Key, Peele and the cutest kitty ever

Dan Webster

If you haven't yet seen "Keanu," you might want to read the review that I wrote for Spokane Public Radio:

No comedy act in recent years has been more astute at satirizing American culture than the one performed by Keegan-Michael Key and Jordan Peele. For five seasons, the duo wrote and starred in their own Comedy Central show, aptly and simply named “Key & Peele.”

Whether they were poking fun at race, class, gender or sexual orientation – or any combination of the above – they weren’t afraid to tackle common cultural tropes and turn them on their topical heads. Example: the skit “Substitute Teacher,” in which a no-nonsense inner-city teacher moves to a mostly white suburban high school and chastises the students for what he considers their mispronunciation of their own names: Aaron, he says, should be pronounced A-Aron, Jacqueline should be Jay-Kwellen, Blake should be B-Lakay … and so on.

In its better moments, that same sense of lampoonery permeates Key and Peele’s first big-screen teaming, the feature-length comedy “Keanu.” Overly long and, like most skit-comedy sketches stretched past the five-minute mark, it ends up offering too little content to fill its running time. At moments, though, “Keanu” feels inspired.

Key and Peele star as cousins Clarence and Rell, characters – similar to the actors who play them – who are both biracial and nerds to the core. Rell spends most of his time stoned, while Clarence dresses like a J. Crew model and boogies to George Michael’s “Faith” album.

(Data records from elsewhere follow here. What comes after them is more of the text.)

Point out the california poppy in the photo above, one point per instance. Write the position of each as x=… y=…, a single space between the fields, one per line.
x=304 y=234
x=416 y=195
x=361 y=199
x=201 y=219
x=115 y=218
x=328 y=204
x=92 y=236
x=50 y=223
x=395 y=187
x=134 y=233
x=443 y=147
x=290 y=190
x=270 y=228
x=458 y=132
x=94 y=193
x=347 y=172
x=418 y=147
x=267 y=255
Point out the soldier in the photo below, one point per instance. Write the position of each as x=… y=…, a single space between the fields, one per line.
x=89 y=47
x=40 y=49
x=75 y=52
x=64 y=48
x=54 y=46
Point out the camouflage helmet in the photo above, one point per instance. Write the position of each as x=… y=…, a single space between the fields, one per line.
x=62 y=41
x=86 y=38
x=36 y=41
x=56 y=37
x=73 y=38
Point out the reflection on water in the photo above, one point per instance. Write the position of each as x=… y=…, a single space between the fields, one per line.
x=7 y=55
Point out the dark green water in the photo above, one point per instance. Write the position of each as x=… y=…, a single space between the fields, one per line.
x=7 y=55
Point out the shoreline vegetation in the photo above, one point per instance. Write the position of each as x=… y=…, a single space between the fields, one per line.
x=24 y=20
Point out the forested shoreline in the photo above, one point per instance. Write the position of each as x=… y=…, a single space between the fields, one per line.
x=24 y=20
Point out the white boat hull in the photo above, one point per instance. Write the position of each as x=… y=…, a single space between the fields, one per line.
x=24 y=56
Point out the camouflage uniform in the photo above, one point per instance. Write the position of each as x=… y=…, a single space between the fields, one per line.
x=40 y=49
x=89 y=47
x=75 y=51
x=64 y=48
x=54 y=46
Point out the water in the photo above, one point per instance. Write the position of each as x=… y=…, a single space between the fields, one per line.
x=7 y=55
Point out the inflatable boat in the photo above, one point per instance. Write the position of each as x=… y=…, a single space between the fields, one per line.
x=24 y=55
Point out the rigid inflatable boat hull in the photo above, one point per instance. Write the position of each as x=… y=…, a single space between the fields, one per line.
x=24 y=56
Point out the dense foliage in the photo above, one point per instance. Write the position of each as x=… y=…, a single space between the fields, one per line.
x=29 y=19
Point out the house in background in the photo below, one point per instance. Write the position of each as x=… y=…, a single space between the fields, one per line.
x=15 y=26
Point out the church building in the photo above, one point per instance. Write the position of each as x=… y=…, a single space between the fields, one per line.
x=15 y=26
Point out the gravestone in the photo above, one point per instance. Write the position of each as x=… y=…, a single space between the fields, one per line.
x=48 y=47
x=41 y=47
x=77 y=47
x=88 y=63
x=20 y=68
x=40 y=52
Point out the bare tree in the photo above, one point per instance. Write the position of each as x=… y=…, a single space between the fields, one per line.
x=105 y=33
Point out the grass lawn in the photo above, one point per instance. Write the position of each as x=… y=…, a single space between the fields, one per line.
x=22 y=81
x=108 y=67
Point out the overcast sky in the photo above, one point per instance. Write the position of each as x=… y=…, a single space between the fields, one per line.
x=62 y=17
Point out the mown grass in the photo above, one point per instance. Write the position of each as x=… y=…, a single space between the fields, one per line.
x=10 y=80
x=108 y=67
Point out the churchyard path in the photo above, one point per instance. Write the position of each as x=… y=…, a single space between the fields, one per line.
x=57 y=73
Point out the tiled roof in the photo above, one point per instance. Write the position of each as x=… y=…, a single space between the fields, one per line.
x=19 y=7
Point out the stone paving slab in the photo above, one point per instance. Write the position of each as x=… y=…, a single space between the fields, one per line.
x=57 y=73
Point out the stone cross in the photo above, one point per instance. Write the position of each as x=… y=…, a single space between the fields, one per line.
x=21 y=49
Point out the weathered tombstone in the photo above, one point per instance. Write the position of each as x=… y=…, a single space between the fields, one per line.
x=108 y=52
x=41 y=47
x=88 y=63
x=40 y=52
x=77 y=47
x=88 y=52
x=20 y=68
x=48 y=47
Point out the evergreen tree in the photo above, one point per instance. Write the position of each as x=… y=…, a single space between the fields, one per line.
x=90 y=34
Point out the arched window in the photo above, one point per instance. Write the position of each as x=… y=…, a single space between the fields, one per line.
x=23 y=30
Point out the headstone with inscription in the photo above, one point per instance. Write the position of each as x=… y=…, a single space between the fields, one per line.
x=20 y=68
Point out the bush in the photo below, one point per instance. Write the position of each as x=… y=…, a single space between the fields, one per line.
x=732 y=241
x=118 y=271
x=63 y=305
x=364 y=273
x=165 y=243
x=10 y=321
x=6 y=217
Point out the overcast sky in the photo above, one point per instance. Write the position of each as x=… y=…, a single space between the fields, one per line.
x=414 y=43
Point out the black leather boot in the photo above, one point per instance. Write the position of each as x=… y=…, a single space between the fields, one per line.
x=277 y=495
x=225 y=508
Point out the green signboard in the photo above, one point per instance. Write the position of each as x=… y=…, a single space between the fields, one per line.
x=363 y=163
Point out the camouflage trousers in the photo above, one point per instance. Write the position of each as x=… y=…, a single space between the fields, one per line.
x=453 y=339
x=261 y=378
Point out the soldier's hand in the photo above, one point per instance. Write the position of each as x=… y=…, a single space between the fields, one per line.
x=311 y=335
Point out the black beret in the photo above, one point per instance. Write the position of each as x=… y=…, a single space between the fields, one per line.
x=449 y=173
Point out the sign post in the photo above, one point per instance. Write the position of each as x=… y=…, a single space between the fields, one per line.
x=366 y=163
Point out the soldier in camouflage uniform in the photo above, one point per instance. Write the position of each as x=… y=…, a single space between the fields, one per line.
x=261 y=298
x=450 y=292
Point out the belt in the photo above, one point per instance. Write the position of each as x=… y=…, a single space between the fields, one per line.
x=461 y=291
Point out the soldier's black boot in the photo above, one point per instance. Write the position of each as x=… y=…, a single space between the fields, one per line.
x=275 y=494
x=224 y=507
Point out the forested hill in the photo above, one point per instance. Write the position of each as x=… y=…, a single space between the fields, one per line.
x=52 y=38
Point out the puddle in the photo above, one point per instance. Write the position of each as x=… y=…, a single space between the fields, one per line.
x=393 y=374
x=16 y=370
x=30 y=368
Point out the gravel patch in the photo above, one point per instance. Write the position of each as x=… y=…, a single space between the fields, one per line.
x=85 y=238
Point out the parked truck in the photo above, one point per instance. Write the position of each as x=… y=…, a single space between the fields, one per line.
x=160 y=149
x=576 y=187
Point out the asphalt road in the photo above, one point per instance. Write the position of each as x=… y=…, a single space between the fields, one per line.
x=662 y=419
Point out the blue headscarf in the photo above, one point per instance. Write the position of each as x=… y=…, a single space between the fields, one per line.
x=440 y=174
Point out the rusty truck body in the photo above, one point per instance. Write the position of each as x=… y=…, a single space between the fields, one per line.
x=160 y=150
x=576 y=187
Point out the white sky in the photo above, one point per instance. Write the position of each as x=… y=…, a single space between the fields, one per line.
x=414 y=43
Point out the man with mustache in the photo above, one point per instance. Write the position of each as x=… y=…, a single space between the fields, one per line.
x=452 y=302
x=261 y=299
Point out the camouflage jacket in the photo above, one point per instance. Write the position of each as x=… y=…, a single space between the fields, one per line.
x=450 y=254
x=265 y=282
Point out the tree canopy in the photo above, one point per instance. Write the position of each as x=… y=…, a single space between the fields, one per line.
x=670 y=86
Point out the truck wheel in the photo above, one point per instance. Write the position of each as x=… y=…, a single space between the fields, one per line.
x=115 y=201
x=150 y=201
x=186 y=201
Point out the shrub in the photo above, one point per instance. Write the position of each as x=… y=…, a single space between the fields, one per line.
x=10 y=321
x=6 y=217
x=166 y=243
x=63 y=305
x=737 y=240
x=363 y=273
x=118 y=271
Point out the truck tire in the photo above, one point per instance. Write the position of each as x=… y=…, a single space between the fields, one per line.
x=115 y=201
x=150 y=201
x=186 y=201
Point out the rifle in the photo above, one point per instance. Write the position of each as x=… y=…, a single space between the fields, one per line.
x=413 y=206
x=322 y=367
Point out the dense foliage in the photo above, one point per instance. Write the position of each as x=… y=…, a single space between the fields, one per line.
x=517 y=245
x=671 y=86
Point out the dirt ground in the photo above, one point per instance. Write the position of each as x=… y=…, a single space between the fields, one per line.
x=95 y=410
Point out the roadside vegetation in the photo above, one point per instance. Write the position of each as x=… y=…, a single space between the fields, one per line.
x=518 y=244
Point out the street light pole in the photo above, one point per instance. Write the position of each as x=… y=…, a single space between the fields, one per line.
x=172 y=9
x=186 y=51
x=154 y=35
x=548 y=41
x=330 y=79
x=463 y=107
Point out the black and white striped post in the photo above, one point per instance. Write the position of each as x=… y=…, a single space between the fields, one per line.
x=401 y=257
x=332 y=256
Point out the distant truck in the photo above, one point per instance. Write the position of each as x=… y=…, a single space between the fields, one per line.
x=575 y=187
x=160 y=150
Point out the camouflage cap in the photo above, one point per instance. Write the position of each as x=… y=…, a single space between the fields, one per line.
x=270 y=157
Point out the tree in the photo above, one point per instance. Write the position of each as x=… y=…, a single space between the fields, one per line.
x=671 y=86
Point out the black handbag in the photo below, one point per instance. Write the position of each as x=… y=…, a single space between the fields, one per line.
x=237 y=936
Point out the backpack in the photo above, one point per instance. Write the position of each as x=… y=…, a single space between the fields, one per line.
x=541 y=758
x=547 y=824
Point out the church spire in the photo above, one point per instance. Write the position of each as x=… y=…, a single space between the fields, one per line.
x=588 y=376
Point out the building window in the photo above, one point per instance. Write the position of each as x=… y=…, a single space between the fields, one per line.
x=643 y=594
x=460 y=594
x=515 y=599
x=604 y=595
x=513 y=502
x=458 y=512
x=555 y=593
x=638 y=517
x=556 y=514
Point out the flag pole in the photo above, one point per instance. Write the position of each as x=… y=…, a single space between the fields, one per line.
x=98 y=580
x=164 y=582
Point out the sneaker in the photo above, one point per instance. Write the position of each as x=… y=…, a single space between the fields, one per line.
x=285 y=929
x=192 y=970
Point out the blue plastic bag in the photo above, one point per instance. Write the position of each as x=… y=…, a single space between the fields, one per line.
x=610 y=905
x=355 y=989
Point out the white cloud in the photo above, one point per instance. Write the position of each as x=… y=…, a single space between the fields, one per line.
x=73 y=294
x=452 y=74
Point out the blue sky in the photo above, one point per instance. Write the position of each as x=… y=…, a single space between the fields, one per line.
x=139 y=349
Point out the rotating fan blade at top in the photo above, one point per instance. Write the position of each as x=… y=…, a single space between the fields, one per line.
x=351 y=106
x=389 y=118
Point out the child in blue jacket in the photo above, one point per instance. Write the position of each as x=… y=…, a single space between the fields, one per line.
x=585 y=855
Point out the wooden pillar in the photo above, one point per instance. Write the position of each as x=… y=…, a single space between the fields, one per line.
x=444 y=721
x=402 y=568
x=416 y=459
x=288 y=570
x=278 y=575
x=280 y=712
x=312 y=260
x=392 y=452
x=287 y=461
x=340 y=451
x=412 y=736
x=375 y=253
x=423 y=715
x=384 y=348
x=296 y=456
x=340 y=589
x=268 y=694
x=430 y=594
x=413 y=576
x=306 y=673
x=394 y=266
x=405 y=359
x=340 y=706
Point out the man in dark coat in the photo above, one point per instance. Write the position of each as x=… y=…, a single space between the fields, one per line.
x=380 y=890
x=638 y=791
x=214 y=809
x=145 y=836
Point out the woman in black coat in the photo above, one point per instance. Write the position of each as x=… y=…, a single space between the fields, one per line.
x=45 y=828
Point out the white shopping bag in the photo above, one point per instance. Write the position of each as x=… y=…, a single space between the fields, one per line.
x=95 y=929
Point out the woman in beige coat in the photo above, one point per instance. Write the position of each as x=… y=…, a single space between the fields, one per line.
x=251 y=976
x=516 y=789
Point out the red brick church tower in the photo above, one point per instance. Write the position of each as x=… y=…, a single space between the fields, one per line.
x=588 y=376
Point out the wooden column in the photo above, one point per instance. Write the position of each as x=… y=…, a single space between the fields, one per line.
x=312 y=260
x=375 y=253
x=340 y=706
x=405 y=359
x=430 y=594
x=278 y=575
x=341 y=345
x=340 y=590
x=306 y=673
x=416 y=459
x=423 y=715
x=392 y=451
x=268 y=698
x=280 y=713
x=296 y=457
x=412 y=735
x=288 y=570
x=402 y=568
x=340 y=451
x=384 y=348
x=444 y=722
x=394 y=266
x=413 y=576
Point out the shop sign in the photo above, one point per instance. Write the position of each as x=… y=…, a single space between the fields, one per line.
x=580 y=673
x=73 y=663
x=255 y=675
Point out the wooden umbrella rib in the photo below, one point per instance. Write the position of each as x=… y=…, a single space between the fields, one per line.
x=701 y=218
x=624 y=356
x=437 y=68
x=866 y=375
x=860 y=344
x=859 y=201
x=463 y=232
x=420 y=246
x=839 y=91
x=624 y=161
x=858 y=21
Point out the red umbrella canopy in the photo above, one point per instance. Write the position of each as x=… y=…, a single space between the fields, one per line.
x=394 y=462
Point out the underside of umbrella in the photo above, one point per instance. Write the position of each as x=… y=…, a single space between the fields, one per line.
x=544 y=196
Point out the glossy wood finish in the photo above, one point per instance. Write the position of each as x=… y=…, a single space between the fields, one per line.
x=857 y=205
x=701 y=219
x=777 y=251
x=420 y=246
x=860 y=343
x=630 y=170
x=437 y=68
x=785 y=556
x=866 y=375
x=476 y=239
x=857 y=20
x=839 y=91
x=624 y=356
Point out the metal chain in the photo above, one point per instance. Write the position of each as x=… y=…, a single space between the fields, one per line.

When Rell gets dumped by his girlfriend, Clarence heads over to offer support. But by the time he arrives, Rell has rebounded, having adopted a kitten that could easily win a Cutest-Kitty-Ever contest. Rell names his new pet Keanu – “It means heavenly breeze in Hawaiian,” he explains – and becomes newly distraught when Keanu gets stolen by drug dealers.

This makes the cat the film’s McGuffin, the object sought not only by Clarence and Rell but of at least two bands of bad guys as well. As the cousins search, and find themselves in situations that are as dangerous as they are unfamiliar – especially to the family-van-driving Clarence –  Key and Peele find opportunities to play off the kinds of routines they’ve perfected over the years.

One particularly funny sequence occurs when Clarence, stuck on lookout duty with three gang members, not only is forced to explain why he drives a van (because, he says, it makes him less suspicious to cops) but he is then able to make a case for George Michael being truly OG.

“Keanu” the movies also boasts a lot of filler, from actress Anna Faris making a cameo appearance as herself to the obligatory cliché of clueless but motivated guys proving adept at using firearms. And most of the filler serves merely as a device that allows the cousins to channel their inner-gangsta as a way of finding, then saving, the kitty of Rell’s dreams.

Yet “Keanu” is better than what a lot of veteran “Saturday Night Live” comics have brought to the big screen, no small feat. And Key and Peele will no doubt improve.

They’ll just have to learn to do it without the cat.